Verkürztes Konzept trifft auf Zustimmung
Am 27. April 2022 war es soweit – die ersten 13 Teilnehmer schlossen in Darmstadt erfolgreich eine neu strukturierte Ausbildung im Bereich Industrial Engineering ab und erhielten eine Urkunde für ihre Qualifikation als Industrial Engineers mit REFA-Methodenkompetenz.
Die praxisnahe Ausbildung zum Industrial Engineer – basierend auf REFA-Methoden – wurde ab Jahresbeginn kompakter strukturiert.
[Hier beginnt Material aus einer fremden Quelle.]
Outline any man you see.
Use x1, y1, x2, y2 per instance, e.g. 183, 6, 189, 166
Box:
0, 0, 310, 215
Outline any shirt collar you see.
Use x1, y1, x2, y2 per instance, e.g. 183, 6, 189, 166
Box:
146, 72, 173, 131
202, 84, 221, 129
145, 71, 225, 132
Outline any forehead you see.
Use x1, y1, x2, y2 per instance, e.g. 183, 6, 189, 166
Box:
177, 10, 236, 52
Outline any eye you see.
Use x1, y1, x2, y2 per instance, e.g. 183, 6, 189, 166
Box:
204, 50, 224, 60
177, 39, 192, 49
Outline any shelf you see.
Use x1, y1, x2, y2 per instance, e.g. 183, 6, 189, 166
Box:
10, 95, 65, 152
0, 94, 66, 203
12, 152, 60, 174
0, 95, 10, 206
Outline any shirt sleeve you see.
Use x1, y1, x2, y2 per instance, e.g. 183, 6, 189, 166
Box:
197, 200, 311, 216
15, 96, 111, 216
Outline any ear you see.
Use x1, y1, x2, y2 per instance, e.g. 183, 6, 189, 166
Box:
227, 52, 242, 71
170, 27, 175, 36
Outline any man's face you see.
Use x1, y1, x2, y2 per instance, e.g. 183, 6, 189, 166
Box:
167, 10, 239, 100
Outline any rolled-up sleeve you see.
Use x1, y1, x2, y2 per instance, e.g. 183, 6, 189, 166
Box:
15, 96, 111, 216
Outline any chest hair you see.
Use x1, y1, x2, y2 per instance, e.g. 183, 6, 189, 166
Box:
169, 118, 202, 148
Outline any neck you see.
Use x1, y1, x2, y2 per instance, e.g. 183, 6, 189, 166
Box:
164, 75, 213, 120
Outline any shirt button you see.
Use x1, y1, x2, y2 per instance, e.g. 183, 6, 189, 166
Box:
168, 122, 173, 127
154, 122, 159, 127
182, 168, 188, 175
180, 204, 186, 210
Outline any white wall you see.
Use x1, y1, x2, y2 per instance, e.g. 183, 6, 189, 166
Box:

In nur fünfzehn Tagen kann man die insgesamt sieben Seminare der Ausbildung nun absolvieren. Ein enormer Zeitgewinn im Vergleich zu den 21 Tagen, die zuvor investiert werden mussten, um die begehrte Urkunde zu erhalten – und ein Pluspunkt für alle, die sich schnell und ohne lange Abwesenheit vom Arbeitsplatz für die Zukunft fit machen wollen. Die Ausbildung setzt bewusst auf einen hohen Praxisanteil – in Anlehnung an REFA-orientierte Methodenstandards. Ziel ist es, den Teilnehmern eine solide Basis mitzugeben, die es ihnen ermöglicht, die neu gewonnenen Methoden umgehend in ihren Betrieben umzusetzen. Sofortige Handlungsfähigkeit ist ein entscheidender Faktor, um in unserem schnelllebigen Wettbewerb mithalten zu können.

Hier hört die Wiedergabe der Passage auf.